Le vice-premier ministre chargé de l'Intérieur a saisi le Conseil d'État en vue de la dissolution de plusieurs partis d'opposition accusés de connivence avec les forces rebelles. Cette information a été rendue publique dans un communiqué de presse publié ce samedi 1er novembre par Jacquemain Shabani.

Le gouvernement saisit le Conseil d'État pour la dissolution d'une douzaine de partis d'opposition dont le PPRD

Parmi les formations concernées figurent les partis PPRD, LGD, Piste pour l'émergence, AAP, ATD, PNEC, UDA, MPCR, COFEDEC, MLP, UPC et ACDP.

‎Le patron de l'Intérieur leur reproche d'avoir violé les principes de consolidation de l'unité nationale, de préservation de la souveraineté de l'Etat congolais ainsi que de préservation de la sécurité et de l'intégrité du territoire national. 

‎Il a, par ailleurs, réaffirmé la détermination "inébranlable" du gouvernement à "restaurer l'autorité de l'État sur l'ensemble du territoire national" et a invité les partis politiques à exercer leurs activités librement sur toute l'étendue du territoire national "dans le respect de la constitution, des lois et règlements de la République". Jacquemain Shabani les exhorte également à veiller au respect strict des principes de démocratie pluraliste, d'unité et de souveraineté nationales.

‎Dans un autre volet de son communiqué, le ministre de l'Intérieur a accusé la rébellion de l'AFC-M23 d'avoir commis de nombreux actes criminels dans les territoires occupés.
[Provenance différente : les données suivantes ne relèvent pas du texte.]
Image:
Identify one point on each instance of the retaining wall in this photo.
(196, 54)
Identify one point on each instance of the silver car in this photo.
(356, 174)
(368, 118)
Il faut état de plus de 123 cas d'assassinats et exécutions sommaires, plus de 223 cas de viols, des centaines des cas d'enlèvements et de recrutements forcés, une centaine des cas des tortures corporelles dont des élèves, des incendies des maisons, occupation illégale des résidences et des terres agricoles ainsi que plusieurs cas de pillages enregistrés entre le 3 et le 31 octobre 2025.